StarRocks / starrocks

StarRocks, a Linux Foundation project, is a next-generation sub-second MPP OLAP database for full analytics scenarios, including multi-dimensional analytics, real-time analytics, and ad-hoc queries.
https://starrocks.io
Apache License 2.0
8.66k stars 1.75k forks source link

The Routine Load job is set to 300000 max_error_number the same as the error detection window, which is expected to ignore all error data, but when it is found that the error data consumed in Kafka is actually used, it will be stuck and cannot continue to consume data in the future #41333

Closed wypzj closed 1 week ago

wypzj commented 6 months ago

the same code, in doris without any problem.......

Steps to reproduce the behavior (Required)

create routine load crm_template_job on crm_template columns(id, name, ai_type, airobot_firm, airobot_id, params, tenant_id, keyword_group_id, robot_type, default_concurrency_count, industry_scene_id, art_template_id, dm_flag, status, latest_version, art_template_name, created_by, updated_by, open_dialect, dialogue_server, language_code, asr_vendor, tts_vendor, nlu_vendor, intent_library_id, language_info, recordist_id, recordist_name, recordist_phone, statics_switch, additional_recording_nums, additional_recordings, info_collect_config, info_collect_switch, broadcast_mode, template_product_id, template_product_name, extra_info, art_tag_ids, strategy_id) properties( "desired_concurrent_number"="3", "max_batch_interval" = "5", "max_batch_rows" = "300000", "max_error_number" = "300000", "max_batch_size" = "209715200", "strict_mode" = "false", "format" = "json", "json_root" = "$.after" ) FROM KAFKA ( "kafka_broker_list" = "", "kafka_topic" = "", "property.group.id" = "", "property.kafka_default_offsets" = "OFFSET_BEGINNING" );

the next is error log Error: Not found: unable to find key: $.after /build/starrocks/be/src/exec/json_parser.cpp:191 JsonFunctions::extract_from_object(*row, _root_paths, &val).
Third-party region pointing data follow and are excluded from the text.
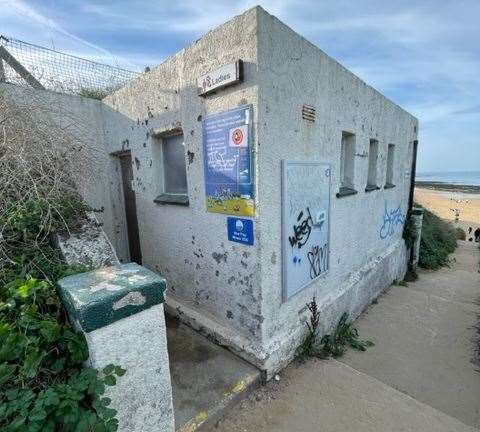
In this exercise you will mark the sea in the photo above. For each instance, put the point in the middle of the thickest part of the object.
(451, 177)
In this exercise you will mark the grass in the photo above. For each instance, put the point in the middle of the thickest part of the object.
(330, 345)
(439, 239)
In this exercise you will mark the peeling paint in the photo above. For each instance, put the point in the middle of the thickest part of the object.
(133, 298)
(219, 257)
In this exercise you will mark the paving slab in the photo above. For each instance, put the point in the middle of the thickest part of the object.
(424, 338)
(330, 396)
(206, 378)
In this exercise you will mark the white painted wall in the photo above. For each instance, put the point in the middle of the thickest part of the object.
(83, 119)
(211, 281)
(234, 292)
(293, 72)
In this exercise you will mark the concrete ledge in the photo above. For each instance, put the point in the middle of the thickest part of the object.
(355, 294)
(176, 199)
(101, 297)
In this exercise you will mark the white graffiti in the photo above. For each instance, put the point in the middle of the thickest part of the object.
(217, 161)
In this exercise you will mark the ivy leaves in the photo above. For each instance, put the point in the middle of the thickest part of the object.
(43, 385)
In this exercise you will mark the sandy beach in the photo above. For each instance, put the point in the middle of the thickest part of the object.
(451, 203)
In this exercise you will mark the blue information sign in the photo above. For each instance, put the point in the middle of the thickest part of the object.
(240, 230)
(227, 162)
Row: parser current location: {"before":{"id":5296,"name":null,"ai_type":null,"airobot_firm":null,"airobot_id":null,"params":"{}","tenant_id":0,"created_at":0,"updated_at":null,"keyword_group_id":null,"robot_type":1,"default_concurrency_count":0,"industry_scene_id":null,"art_template_id":null,"dm_flag":0,"status":0,"latest_version":null,"art_template_name":null,"created_by":null,"updated_by":null,"open_dialect":1,"dialogue_server":null,"language_code":null,"asr_vendor":null,"tts_vendor":null,"nlu_vendor":null,"intent_library_id":null,"language_info":null,"recordist_id":null,"recordist_name":null,"recordist_phone":null,"recordist_assign_time":null,"statics_switch":0,"additional_recordings":0,"additional_recording_nums":0,"info_collect_switch":0,"info_collect_config":null,"broadcast_mode":2,"template_product_id":null,"template_product_name":null,"extra_info":null,"art_tag_ids":null,"strategy_id":null},"after":null,"source":{"version":"1.9.7.Final","connector":"postgresql","name":"salesclue","ts_ms":1708249643580,"snapshot":"false","db":"jingle","sequence":"[\"46823027661504\",\"46823027661504\"]","schema":"public","table":"crm_template","txId":81580319,"lsn":46823027661504,"xmin":null},"op":"d","ts_ms":1708249644045,"transaction":null}

Expected behavior (Required)

routine load task ignore this data but not blocked

Real behavior (Required)

routine load task continue and ignore this data

StarRocks version (Required)

3.18

github-actions[bot] commented 3 weeks ago

We have marked this issue as stale because it has been inactive for 6 months. If this issue is still relevant, removing the stale label or adding a comment will keep it active. Otherwise, we'll close it in 10 days to keep the issue queue tidy. Thank you for your contribution to StarRocks!